Dans son document, le chef de la diplomatie brésilienne estime que cette désignation pourrait avoir des effets dépassant le cadre de la coopération judiciaire et policière. Le ministère des Affaires étrangères considère notamment qu’elle pourrait servir de base juridique à une éventuelle utilisation de la force par les États-Unis, même si aucune intervention n’a été annoncée par Washington.

« Il existe la possibilité de l’utilisation de la force militaire par les États-Unis sur le territoire brésilien », écrit Mauro Vieira dans ce document officiel transmis au Congrès.

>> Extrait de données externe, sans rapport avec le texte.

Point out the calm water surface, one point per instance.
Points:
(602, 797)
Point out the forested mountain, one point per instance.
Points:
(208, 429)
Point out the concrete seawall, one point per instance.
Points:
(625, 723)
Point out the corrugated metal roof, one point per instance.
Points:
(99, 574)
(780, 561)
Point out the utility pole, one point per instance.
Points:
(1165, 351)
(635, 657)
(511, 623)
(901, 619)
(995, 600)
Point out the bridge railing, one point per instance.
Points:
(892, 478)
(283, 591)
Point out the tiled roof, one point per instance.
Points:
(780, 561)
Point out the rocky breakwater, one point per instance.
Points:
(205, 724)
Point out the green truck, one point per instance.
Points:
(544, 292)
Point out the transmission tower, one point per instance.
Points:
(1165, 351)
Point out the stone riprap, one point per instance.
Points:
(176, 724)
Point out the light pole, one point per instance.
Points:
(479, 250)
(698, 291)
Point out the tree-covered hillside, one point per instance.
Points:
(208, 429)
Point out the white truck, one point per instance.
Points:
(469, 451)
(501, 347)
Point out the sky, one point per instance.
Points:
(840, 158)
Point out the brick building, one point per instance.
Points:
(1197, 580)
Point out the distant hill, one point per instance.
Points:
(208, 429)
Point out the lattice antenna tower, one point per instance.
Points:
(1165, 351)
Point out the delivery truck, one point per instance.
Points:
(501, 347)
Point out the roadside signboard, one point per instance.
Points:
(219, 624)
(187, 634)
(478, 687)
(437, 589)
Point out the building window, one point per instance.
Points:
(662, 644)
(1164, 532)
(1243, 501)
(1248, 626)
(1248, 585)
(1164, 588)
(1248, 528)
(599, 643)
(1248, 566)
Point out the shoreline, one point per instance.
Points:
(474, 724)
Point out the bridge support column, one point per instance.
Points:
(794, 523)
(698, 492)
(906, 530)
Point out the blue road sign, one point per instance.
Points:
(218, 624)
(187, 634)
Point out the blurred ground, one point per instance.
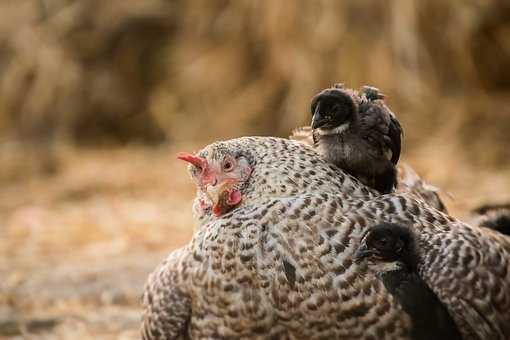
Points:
(97, 96)
(76, 248)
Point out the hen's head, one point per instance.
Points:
(220, 175)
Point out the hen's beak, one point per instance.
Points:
(223, 196)
(197, 161)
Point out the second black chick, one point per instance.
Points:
(390, 250)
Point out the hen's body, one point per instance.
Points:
(280, 265)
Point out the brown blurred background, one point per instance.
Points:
(97, 96)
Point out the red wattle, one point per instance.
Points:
(234, 197)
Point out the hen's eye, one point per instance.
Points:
(228, 166)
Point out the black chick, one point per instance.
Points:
(357, 132)
(390, 250)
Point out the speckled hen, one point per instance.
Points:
(279, 264)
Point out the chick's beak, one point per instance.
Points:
(317, 120)
(362, 252)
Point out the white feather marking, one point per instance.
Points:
(336, 131)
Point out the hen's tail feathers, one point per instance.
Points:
(494, 216)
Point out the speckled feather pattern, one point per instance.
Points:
(280, 265)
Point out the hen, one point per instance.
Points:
(278, 264)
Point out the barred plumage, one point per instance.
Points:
(280, 265)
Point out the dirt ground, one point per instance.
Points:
(77, 246)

Outre cette inquiétude, le gouvernement de Luiz Inácio Lula da Silva souligne que la qualification d’organisation terroriste est susceptible d’entraîner des conséquences en matière de sanctions financières, de poursuites judiciaires internationales et de restrictions visant des personnes ou des entités soupçonnées de liens avec ces groupes criminels.

Une décision prise par l’administration Trump

Le 5 juin 2026, les États-Unis ont officiellement inscrit le PCC et le Comando Vermelho sur leur liste des organisations terroristes étrangères (Foreign Terrorist Organizations, FTO). Cette mesure, annoncée par le secrétaire d’État Marco Rubio, découle de la stratégie de l’administration Donald Trump, qui entend utiliser les outils de la lutte antiterroriste contre certaines organisations criminelles transnationales.

Le PCC, né dans les prisons de l’État de São Paulo, est considéré comme l’un des groupes criminels les plus puissants d’Amérique latine. Le Comando Vermelho, implanté principalement à Rio de Janeiro, figure également parmi les principales organisations impliquées dans le trafic de drogue et d’autres activités criminelles au Brésil.

Un précédent avec les cartels mexicains

Cette décision n’est pas la première du genre. En février 2025, l’administration Trump avait déjà classé six cartels mexicains parmi les organisations terroristes étrangères, élargissant l’usage de cette qualification à des groupes relevant traditionnellement de la criminalité organisée plutôt que du terrorisme.

Cette initiative avait suscité des réserves de la part du Mexique, dont les autorités avaient rappelé leur attachement au respect de la souveraineté nationale tout en poursuivant leur coopération avec les États-Unis dans la lutte contre les cartels.

À ce stade, Washington n’a annoncé aucun projet d’intervention militaire au Brésil. Les préoccupations exprimées par Brasília portent sur les conséquences juridiques potentielles de cette désignation, tandis que les relations entre les deux pays continuent de reposer sur leur coopération en matière de sécurité et de lutte contre le crime organisé.